The property sector has continued to cause concern both domestically and
internationally, with tighter lending conditions leading to increased stress on
some highly leveraged privately-owned property developers. Policy support has
focused on the slowing residential market and lagging consumer sentiment, with
initiatives such as the easing of mortgage conditions, the loosening of the
definition of a `first home' and allowing lower minimum down payment ratios for
both first and second homeowners - all in an effort to support underlying demand
for property. On the fiscal side, the government's ongoing focus on quality
rather than quantity of economic growth, along with stretched local government
finances, has meant that the trend of large-scale and leverage-fuelled
infrastructure projects is likely to have run its course.
A sustained improvement in domestic regulation towards favouring the private
sector or a sustained stabilisation of key geopolitical relationships would
likely initiate a gradual rerating of Chinese stocks. We see positive signs of
Beijing nurturing high-end manufacturing and encouraging foreign participation.
A case in point is Xi Jinping's announcement during the recent BRI Forum that
China will terminate all restrictions for foreign participation in
manufacturing.
One of the principal reasons why the post-Covid reopening fell flatter than
expected was that consumer confidence has remained muted. The factors driving
this include weak business confidence, particularly on the back of well
-publicised job cuts at the big tech companies, and youth unemployment
headlines. Weakness in the property market is also likely playing a part given
the significant weight of property on the consumer balance sheet.

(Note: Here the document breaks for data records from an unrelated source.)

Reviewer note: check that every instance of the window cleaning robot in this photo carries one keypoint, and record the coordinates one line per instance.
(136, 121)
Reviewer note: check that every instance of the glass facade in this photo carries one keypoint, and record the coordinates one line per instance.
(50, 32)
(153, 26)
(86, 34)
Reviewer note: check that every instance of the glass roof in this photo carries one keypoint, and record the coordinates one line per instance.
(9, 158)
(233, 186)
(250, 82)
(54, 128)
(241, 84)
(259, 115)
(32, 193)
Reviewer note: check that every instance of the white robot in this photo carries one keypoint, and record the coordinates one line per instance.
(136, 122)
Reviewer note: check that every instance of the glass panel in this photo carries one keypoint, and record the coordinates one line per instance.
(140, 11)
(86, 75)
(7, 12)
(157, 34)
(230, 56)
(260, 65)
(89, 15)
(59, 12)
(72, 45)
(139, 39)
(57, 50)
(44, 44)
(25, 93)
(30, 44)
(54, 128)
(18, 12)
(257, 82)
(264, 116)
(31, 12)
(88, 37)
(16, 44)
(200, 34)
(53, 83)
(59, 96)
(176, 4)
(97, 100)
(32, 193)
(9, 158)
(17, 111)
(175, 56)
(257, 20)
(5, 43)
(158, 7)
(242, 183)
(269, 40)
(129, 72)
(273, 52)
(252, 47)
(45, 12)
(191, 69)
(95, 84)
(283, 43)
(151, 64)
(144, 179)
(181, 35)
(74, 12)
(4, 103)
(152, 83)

On the
positive side, Chinese citizens are sitting on record amounts of savings and the
assumption had been that they would be keen to travel and spend as soon as they
were able to do so. The recent `Golden Week' holiday saw domestic tourism
rebound to pre-pandemic levels, although overseas travel remains below trend.
Despite the mixed signals, however, we believe consumption will likely continue
to be the prime driver of the recovery, supported by factors such as the move
towards urbanisation, which supports rising consumer purchasing power. While
this trend may have slowed down during Covid, it remains clearly intact, and the
overall levels of urbanisation still significantly lag levels seen in the West.

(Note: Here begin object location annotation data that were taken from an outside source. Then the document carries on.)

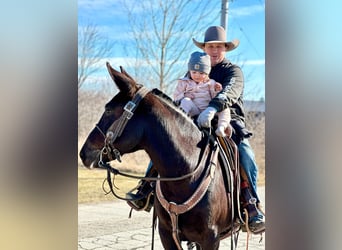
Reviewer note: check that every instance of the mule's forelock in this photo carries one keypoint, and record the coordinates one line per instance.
(123, 81)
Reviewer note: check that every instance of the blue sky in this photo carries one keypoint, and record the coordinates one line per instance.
(246, 22)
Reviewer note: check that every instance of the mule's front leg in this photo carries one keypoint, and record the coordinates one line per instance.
(166, 238)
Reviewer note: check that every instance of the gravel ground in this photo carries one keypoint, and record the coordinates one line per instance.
(106, 226)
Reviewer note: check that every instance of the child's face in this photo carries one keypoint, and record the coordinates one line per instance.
(198, 76)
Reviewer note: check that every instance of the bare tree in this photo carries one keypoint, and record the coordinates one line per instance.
(92, 47)
(163, 36)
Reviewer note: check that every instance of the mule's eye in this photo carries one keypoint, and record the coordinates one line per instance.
(108, 111)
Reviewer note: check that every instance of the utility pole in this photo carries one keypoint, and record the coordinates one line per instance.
(224, 14)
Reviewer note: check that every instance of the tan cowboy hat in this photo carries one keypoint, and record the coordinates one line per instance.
(217, 34)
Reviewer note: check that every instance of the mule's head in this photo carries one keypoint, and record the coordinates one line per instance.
(95, 142)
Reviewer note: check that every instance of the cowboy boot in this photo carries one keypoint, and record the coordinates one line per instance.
(255, 221)
(143, 198)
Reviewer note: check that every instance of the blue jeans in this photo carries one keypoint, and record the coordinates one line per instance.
(248, 162)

The rise of the Chinese consumer has long been a major theme for Fidelity China
Special Situations, as evidenced by more than 40% of the portfolio held in
consumer stocks.
Performance and portfolio review
Chinese equities have experienced extreme volatility over the past six months,
erasing the gains since the market's recent peak at the start of 2023. The
initial euphoria around China's reopening was short-lived, as investor sentiment
and consumer confidence were both adversely affected by subdued macroeconomic
data and renewed stress on the financial and real estate sectors since the
second quarter. Against this uncertain backdrop, the Company's NAV declined by
10.9% in the six-month reporting period to 30 September 2023, slightly more than
the MSCI China Index (the Benchmark Index) which was down by 10.3%. The
Company's share price fell by 12.9% over the same period, reflecting a widening
of the discount to NAV. (All performance data on a total return basis.)
While an overweight exposure to financials and materials detracted from
performance during the period, robust stock picking in the consumer
discretionary and health care sectors proved rewarding.

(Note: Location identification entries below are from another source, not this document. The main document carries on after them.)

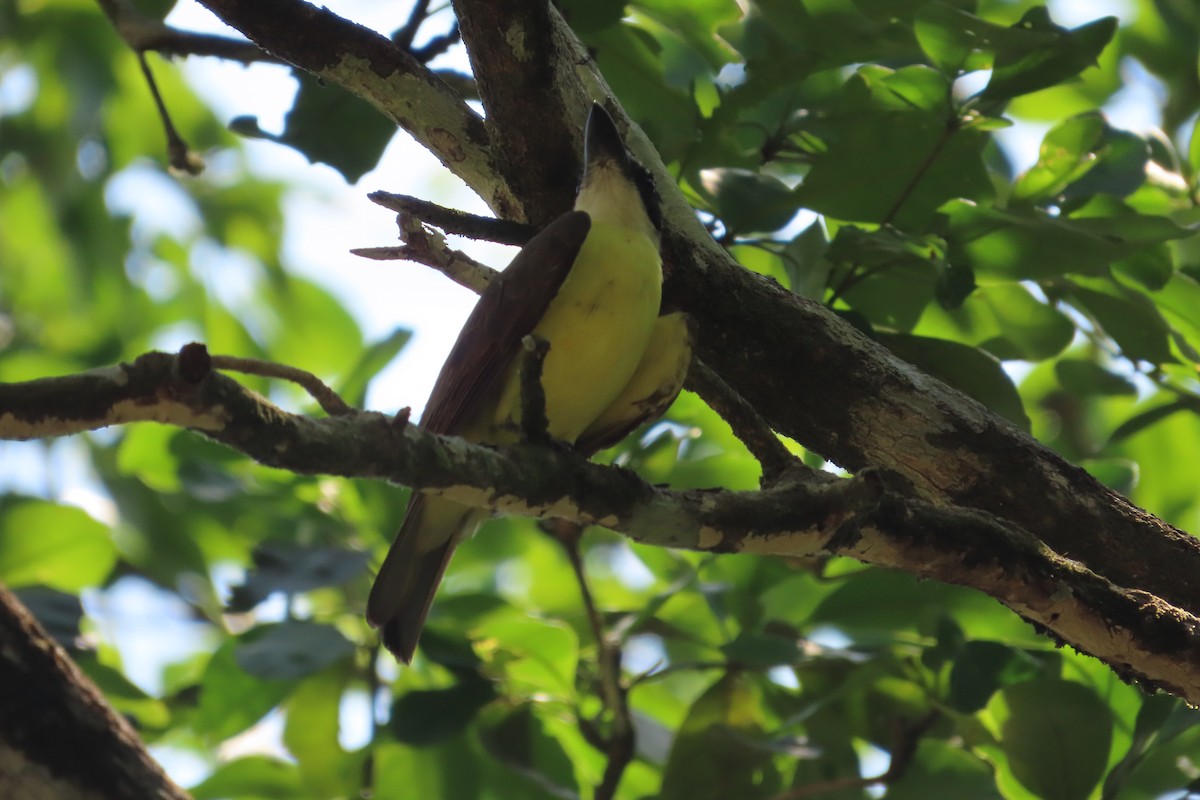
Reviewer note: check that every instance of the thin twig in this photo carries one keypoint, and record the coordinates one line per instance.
(451, 221)
(748, 425)
(327, 397)
(438, 44)
(429, 247)
(179, 156)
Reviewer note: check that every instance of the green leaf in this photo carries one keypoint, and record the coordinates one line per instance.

Within the consumer area, some of the initial beneficiaries of reopening in
discretionary spending continued to post attractive gains. Holdings in Hisense
Home Appliances Group, the branded variety retailer MINISO and Lao Feng Xiang, a
leading jewellery retailer, all made gains, supported by their solid execution
and positive structural growth outlooks. These gains were partially offset by
the position in China Tourism Group Duty Free, which declined amid weaker-than
-expected consumer confidence.
Elsewhere in the consumer discretionary space, shares in automobile parts
manufacturer Intron Technology also declined on the back of disappointing
results. However, we believe that structural tailwinds in China's auto sector
toward electrification continue to underpin its long-term outlook.
Within the health care sector, WuXi AppTec Group - one of our largest holdings
on both an absolute basis and relative to the Benchmark Index - contributed
positively to performance. It is a leading biopharma contract development and
manufacturing company and reported upbeat financial results. Its shares were
also supported by the hype around glucagon-like peptide 1 (GLP-1) drugs for
weight-loss, spurred on by ground-breaking results from a recent clinical study.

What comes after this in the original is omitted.